Epistemologias da história: verdade, linguagem, realidade, interpretação e sentido na pós-modernidade | Gabriel Giannattasio e Rogério Ivano
Nas últimas décadas, e bem mais recente quando se tem por base o cenário brasileiro, os debates no campo da História (e também, claro, no da Filosofia e no das Ciências Sociais), mais especificamente na área de Teoria e Metodologia da História tem direcionado suas preocupações em torno de um objeto, ou pode-se dizer ainda, tema, ideia, paradigma, pois as designações são múltiplas. De fato, o que é possível afirmar, aqui sim com convicção, é que a pós-modernidade é a pauta do momento, seja para arrancar suspiros daqueles que a defendem e/ou idolatram, seja para nausear aqueles que acreditam que tudo isso não passa de mera invenção de alguns intelectuais equivocados. E é com a intenção de esclarecer alguns tópicos que a torrente pós-moderna e a enxurrada de problemas, novidades, embates etc que a ela são intrínsecos, que surge o livro organizado pelos historiadores Gabriel Giannattasio e Rogério Ivano.

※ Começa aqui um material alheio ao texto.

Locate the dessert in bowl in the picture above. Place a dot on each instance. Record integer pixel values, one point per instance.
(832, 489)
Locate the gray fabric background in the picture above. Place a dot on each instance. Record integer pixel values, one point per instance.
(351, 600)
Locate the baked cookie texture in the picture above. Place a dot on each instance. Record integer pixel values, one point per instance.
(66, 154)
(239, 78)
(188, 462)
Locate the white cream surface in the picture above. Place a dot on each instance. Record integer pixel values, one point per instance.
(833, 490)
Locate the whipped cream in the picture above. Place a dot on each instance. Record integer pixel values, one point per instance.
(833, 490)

O título Epistemologias da história: verdade, linguagem, realidade, interpretação e sentido na pós-modernidade é realmente extenso quando o leitor trava o primeiro contato com a obra. Porém, ao realizar a leitura de ponta a ponta, é possível verificar que há uma perfeita harmonia entre título e conteúdo dos capítulos, haja vista que aquilo que foi oferecido de imediato está em constante debate ao longo dos textos. O livro é composto por dez capítulos, sendo a maioria desses de caráter mais abrangente e, predominantemente, teórico, e os demais, talvez três deles, podendo ser entendidos mais como estudos de caso, de cunho específico e menos generalizante. Trazendo uma discussão estritamente teórica ou não, o que é possível visualizar em relação aos artigos que compõem Epistemologias da história é que os seus respectivos autores se posicionam explicitamente em defesa das possibilidades do fazer historiográfico mediante o instrumental apresentado pelo pensamento pós-moderno. A exceção pode ser enxergada em um ou dois desses autores.

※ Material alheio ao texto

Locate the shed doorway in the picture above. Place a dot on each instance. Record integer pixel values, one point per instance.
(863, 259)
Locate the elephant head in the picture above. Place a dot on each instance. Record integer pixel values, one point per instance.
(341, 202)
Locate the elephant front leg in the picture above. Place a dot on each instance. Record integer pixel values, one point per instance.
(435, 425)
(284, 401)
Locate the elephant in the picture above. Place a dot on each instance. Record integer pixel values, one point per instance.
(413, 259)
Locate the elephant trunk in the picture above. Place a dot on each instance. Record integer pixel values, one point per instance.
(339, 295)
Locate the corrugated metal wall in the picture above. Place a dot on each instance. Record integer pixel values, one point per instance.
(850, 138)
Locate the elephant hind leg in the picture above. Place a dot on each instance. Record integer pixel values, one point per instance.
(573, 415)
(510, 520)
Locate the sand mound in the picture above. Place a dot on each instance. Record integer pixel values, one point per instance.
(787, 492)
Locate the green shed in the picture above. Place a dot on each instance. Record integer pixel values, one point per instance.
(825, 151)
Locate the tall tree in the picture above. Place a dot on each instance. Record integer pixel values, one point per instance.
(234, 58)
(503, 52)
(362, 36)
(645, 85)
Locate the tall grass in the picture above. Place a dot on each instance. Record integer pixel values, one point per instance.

Estudando o conjunto da obra, é forçoso que o leitor seja levado à ideia de que três capítulos se afastam dos demais, naquilo que concerne ao tema trabalhado. Eis os capítulos: “Questões conceituais na História Ambiental” (Jozimar P. Almeida), “A crise dos paradigmas no cinema brasileiro: o caso Deus e o diabo na terra do sol (1964) e Bandido da luz vermelha (1968)” (Fábio M. Bueno) e “Pergunte novamente aos cavalos: realmente foi preciso teologia para pensar o fim da história?” (Max A. de Paula Gonçalves). Esse último trata especificamente de alguns conceitos da obra de Walter Benjamin – e talvez o fato de dar exclusividade a um único autor – o que não é um pecado mortal, pelo contrário – seja o que o deixe numa posição mais distante dos demais textos. O autor disserta ainda, e de maneira bem elaborada, sobre a concepção de história e o Jetztsein benjaminianos. Do segundo texto citado acima, que é uma análise crítica de dois filmes brasileiros, contrapondo-os, pode-se destacar dois conceitos que estão presentes o tempo todo, que é o de alegoria ou espaço alegórico – tema caro aos filósofos – e o de narrativa teleológica, que é aquela em que os eventos ocorrem sempre presos à expectativa do devir.

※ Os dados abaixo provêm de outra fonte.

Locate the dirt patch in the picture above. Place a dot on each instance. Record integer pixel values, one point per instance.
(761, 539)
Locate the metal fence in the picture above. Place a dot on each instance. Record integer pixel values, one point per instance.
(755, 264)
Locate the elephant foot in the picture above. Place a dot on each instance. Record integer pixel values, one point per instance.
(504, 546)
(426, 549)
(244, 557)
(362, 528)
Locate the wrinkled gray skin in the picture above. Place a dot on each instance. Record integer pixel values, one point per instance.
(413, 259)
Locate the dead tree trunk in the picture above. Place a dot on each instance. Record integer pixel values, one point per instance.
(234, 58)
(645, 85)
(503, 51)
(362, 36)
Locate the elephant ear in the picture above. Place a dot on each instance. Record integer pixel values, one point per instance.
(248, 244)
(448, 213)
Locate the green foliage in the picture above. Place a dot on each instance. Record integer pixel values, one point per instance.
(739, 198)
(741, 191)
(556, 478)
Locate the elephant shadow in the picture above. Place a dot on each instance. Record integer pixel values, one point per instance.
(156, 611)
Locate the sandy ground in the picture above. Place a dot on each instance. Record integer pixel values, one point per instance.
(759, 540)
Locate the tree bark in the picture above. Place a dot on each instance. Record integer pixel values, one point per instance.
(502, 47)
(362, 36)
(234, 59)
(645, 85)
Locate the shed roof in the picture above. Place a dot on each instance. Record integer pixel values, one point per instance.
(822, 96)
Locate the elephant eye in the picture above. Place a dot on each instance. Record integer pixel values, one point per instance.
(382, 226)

Já o primeiro, apresenta um tema relativamente novo no campo historiográfico, que é sobre a questão ambiental. Nesse capítulo, Almeida discorre sobre construção de sentido e aspectos da linguagem, chegando a temas diversos como termodinâmica e entropia. Interessante é a ideia segundo a qual é afirmado que de um ponto de vista histórico o desenvolvimento sustentável é impraticável. Ainda com esse texto, é possível observar que os mais diversificados autores foram elencados como referência e citados ao longo do corpo textual. Com efeito, pode-se apostar na coexistência de paradigmas alternativos, concebidos como ‘coquetel teórico’ na expressão de Peter Burke, citado por Marcos A. Lopes, no capítulo “O problema do sentido histórico em história das ideias: notas acerca da interpretação de textos políticos”. Pode não ser o caso do referido texto, entretanto, seria factível produzir uma mélange com Marx e Collingwood, Bloch e Foucault? Lançar mão dos mais opostos teóricos visando a uma causa única parece não resultar numa mistura consistente.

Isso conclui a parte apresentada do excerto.